Stability Analysis of Power-Electronics-Dominated Grids Using Scaled Relative Graphs
Eder Baron-Prada, Adolfo Anta, Florian Dörfler
TL;DR
The paper presents a novel SRG-based framework for stability certification of grid-connected converters in converter-dominated grids. By decoupling grid and converter dynamics and extending the SRG analysis to nonlinear CPLs, it enables frequency-wise, geometry-preserving stability assessments that remain invariant to dq-frame transformations. The approach yields a cSCR-based criterion for GFL stability, provides a nonlinear stability theorem for CPL-influenced grids, and validates the methodology on IEEE 14-bus and 57-bus systems, showing improved insight over traditional gain/phase or passivity tests. The work offers a scalable, modular tool for assessing and designing stable inverter-dominated grids with high renewable penetration and nonlinear loads.
Abstract
This paper presents a novel approach to stability analysis for grid-connected converters utilizing Scaled Relative Graphs (SRG).

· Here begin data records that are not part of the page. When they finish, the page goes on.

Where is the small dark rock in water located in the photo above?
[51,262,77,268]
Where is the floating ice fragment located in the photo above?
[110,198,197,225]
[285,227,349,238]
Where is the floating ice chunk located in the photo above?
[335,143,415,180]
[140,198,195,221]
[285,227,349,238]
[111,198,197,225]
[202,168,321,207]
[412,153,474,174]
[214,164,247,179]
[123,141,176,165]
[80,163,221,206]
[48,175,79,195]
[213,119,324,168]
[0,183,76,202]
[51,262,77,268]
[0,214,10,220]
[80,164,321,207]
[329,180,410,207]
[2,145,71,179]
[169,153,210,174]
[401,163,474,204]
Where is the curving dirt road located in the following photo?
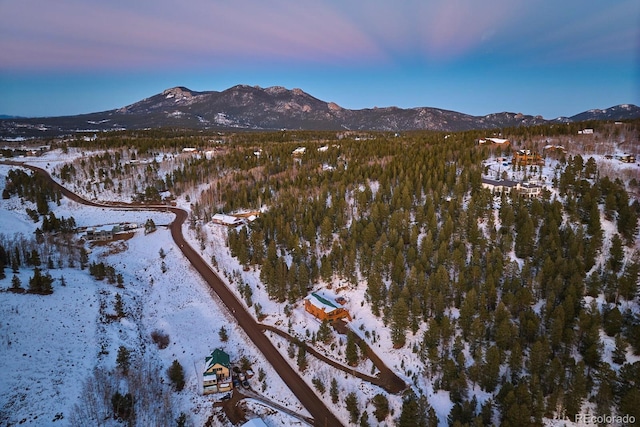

Our method effectively decouples grid and converter dynamics, thereby establishing a comprehensive and efficient framework for evaluating closed-loop stability. Our analysis accommodates both linear and non-linear loads, enhancing its practical applicability. Furthermore, we demonstrate that our stability assessment remains unaffected by angular variations resulting from dq-frame transformations, significantly increasing the method's robustness and versatility. The effectiveness of our approach is validated in several simulation case studies, which illustrate its broad applicability in modern power systems.